Value-Based Care in Cardiometabolic Health May 2012, Vol 1, No 1

Chicago, IL—Patients with uncontrolled hypertension who reported blood pressure (BP) readings to their physicians through a web-based portal received more frequent medication adjustments and more timely treatment decisions compared with a group of patients with hypertension who had only conventional routine office visits, according to a study presented at the 2012 American College of Cardiology meeting.

According to the researchers, “Blood pressure control plays an integral role in the prevention of cardiovascular disease. Aside from lifestyle changes, pharmacotherapy is the physician’s most effective method of lowering blood pressure.”

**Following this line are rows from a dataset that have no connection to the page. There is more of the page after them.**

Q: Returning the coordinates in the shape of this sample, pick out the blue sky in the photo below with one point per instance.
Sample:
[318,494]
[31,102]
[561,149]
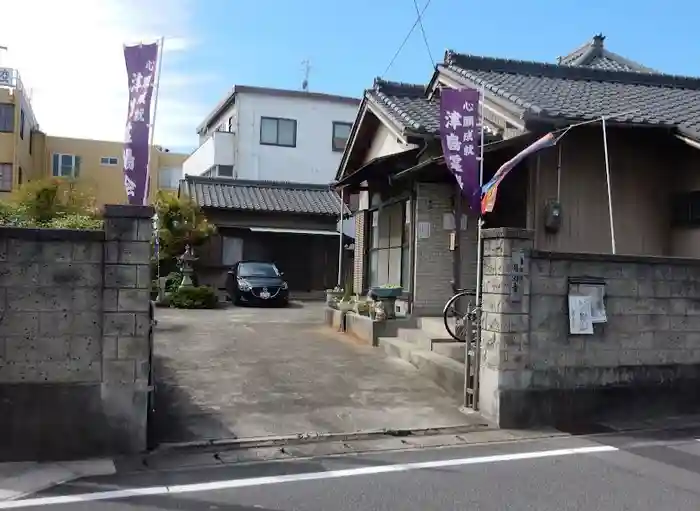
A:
[349,43]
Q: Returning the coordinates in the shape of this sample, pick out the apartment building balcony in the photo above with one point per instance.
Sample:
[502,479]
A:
[214,158]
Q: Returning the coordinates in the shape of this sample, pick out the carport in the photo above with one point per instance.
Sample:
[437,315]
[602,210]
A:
[293,225]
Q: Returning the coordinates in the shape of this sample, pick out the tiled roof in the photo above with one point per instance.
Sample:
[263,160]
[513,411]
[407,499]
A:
[593,54]
[262,196]
[408,106]
[556,91]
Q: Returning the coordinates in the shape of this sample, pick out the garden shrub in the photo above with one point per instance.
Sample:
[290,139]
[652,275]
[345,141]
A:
[190,297]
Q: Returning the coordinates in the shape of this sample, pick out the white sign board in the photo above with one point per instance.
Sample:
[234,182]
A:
[423,230]
[597,294]
[580,321]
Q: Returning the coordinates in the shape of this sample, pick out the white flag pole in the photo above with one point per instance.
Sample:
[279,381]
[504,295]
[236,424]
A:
[479,271]
[156,87]
[607,177]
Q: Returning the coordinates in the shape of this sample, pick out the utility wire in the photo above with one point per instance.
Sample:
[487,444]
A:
[393,59]
[422,31]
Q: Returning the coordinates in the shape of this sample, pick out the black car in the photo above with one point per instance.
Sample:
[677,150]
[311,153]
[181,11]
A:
[257,283]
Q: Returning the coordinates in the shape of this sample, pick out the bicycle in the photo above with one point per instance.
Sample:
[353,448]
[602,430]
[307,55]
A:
[463,320]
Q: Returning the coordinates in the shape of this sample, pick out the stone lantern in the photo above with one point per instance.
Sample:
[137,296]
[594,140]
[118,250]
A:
[187,260]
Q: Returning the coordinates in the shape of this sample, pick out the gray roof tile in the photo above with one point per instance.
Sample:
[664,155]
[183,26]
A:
[556,91]
[594,55]
[262,196]
[408,106]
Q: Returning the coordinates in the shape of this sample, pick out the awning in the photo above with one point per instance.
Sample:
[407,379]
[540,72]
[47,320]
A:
[402,159]
[294,231]
[692,143]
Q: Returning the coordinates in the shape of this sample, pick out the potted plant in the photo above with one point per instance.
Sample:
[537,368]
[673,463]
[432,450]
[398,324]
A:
[334,295]
[346,303]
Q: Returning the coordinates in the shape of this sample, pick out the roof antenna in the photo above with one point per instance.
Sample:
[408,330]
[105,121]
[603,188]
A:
[307,68]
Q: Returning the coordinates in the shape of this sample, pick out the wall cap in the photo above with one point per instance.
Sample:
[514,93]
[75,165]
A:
[127,211]
[508,232]
[613,258]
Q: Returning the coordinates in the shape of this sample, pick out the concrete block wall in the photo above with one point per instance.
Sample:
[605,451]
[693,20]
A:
[359,253]
[433,258]
[647,354]
[74,338]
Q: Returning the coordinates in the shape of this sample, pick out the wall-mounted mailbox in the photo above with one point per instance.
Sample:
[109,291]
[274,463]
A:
[552,216]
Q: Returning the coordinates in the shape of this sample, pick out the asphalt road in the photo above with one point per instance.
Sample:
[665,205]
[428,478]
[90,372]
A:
[650,472]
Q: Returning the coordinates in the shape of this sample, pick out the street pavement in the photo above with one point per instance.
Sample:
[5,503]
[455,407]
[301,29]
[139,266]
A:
[653,471]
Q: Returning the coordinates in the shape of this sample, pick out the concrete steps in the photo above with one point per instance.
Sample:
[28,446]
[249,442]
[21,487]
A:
[446,372]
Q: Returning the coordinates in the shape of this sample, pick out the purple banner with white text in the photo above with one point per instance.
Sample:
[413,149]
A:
[460,134]
[141,65]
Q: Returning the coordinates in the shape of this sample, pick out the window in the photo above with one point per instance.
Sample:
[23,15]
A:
[169,178]
[7,118]
[389,246]
[341,134]
[65,165]
[279,132]
[224,170]
[110,161]
[232,250]
[5,177]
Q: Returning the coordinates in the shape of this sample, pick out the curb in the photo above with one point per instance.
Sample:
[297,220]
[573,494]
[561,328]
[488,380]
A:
[35,477]
[311,438]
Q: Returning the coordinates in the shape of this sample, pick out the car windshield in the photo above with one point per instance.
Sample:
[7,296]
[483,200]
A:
[257,270]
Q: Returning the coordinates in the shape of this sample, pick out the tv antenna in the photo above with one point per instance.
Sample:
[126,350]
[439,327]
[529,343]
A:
[307,69]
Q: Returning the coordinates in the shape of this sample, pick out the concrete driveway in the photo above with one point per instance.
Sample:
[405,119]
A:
[247,372]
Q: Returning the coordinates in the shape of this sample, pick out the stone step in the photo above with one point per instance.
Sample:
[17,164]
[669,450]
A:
[416,337]
[454,350]
[446,372]
[434,327]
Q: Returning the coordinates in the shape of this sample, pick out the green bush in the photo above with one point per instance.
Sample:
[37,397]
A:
[188,297]
[173,281]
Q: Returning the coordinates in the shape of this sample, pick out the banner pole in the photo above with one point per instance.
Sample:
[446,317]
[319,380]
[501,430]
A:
[607,178]
[156,87]
[479,261]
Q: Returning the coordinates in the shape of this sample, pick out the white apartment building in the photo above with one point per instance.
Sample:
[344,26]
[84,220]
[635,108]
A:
[257,133]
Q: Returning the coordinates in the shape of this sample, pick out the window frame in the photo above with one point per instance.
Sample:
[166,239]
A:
[6,166]
[11,108]
[277,137]
[403,245]
[685,209]
[334,148]
[56,171]
[109,159]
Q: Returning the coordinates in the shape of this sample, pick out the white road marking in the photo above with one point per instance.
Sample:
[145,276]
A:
[312,476]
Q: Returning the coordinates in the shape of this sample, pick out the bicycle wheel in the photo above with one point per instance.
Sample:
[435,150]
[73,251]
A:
[458,330]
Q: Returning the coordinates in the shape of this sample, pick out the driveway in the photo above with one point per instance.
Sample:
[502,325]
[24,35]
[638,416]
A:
[246,372]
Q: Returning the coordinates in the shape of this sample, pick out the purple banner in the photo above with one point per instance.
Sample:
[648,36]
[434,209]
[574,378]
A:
[460,136]
[141,65]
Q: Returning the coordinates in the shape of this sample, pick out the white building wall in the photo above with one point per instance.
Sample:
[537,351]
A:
[312,160]
[217,149]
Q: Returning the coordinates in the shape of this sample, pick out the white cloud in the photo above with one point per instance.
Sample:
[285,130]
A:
[69,53]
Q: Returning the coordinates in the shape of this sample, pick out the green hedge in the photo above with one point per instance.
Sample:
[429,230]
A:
[190,297]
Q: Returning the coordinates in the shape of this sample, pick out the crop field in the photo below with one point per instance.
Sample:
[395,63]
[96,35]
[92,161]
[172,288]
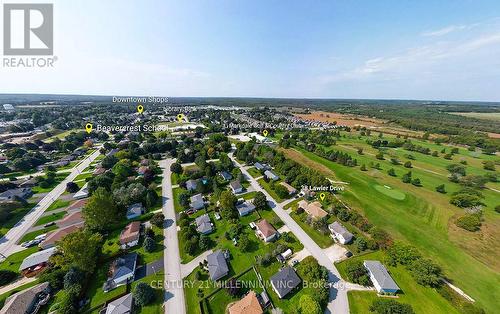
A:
[420,215]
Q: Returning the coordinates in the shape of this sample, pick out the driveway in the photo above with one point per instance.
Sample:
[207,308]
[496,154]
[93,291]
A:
[174,291]
[338,294]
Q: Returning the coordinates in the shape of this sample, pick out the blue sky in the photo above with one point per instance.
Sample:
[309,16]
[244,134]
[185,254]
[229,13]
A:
[446,50]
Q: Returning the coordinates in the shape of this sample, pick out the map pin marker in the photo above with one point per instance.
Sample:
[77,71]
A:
[88,127]
[322,196]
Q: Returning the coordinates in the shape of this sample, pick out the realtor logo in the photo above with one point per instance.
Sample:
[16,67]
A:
[28,29]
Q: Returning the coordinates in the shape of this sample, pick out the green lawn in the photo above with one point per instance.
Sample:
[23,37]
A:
[145,257]
[14,261]
[155,281]
[95,293]
[58,179]
[421,219]
[176,194]
[31,235]
[267,187]
[323,240]
[247,196]
[50,218]
[422,299]
[58,204]
[20,288]
[15,216]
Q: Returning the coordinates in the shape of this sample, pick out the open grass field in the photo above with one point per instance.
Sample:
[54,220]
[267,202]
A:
[423,219]
[267,187]
[422,299]
[493,116]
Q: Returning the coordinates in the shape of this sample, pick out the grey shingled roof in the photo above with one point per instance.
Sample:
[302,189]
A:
[381,275]
[285,280]
[37,258]
[203,224]
[217,266]
[191,185]
[338,228]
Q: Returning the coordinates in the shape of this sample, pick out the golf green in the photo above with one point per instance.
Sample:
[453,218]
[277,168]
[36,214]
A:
[391,192]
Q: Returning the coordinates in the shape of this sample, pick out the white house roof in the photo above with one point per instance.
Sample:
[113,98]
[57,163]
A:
[121,305]
[37,258]
[381,275]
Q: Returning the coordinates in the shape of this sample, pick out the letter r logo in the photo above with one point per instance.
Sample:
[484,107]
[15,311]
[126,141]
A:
[28,29]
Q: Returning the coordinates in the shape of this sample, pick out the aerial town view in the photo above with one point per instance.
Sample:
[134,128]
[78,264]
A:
[248,157]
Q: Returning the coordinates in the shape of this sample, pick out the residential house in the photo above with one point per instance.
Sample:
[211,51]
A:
[36,262]
[313,209]
[27,301]
[284,281]
[225,175]
[203,224]
[57,235]
[380,277]
[134,211]
[99,171]
[83,193]
[236,187]
[122,305]
[249,304]
[112,152]
[217,265]
[16,194]
[266,231]
[191,185]
[122,270]
[340,233]
[197,202]
[71,219]
[271,175]
[245,208]
[129,236]
[260,167]
[291,189]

According to the Centers for Disease Control and Prevention, as many as 65 million American adults have elevated BP, and roughly 74% take medication for it.

In a secondary analysis of this study, patients (average age, 59 ± 13 years) with uncontrolled hypertension (≥150/90 mm Hg) from 2 large medical centers were randomized to usual care (N = 121) or telemedicine with usual care (N = 120). More than half of the patients (56.8%) were taking 1 or 2 BP-lowering medications at the start of the study. Most patients were women; 80% of participants were black.

Patients in the telemedicine group were provided digital sphygmomanometers and were trained on how to use them. They were instructed to report their BP, heart rate, weight, daily steps, and tobacco use twice weekly for 6 months.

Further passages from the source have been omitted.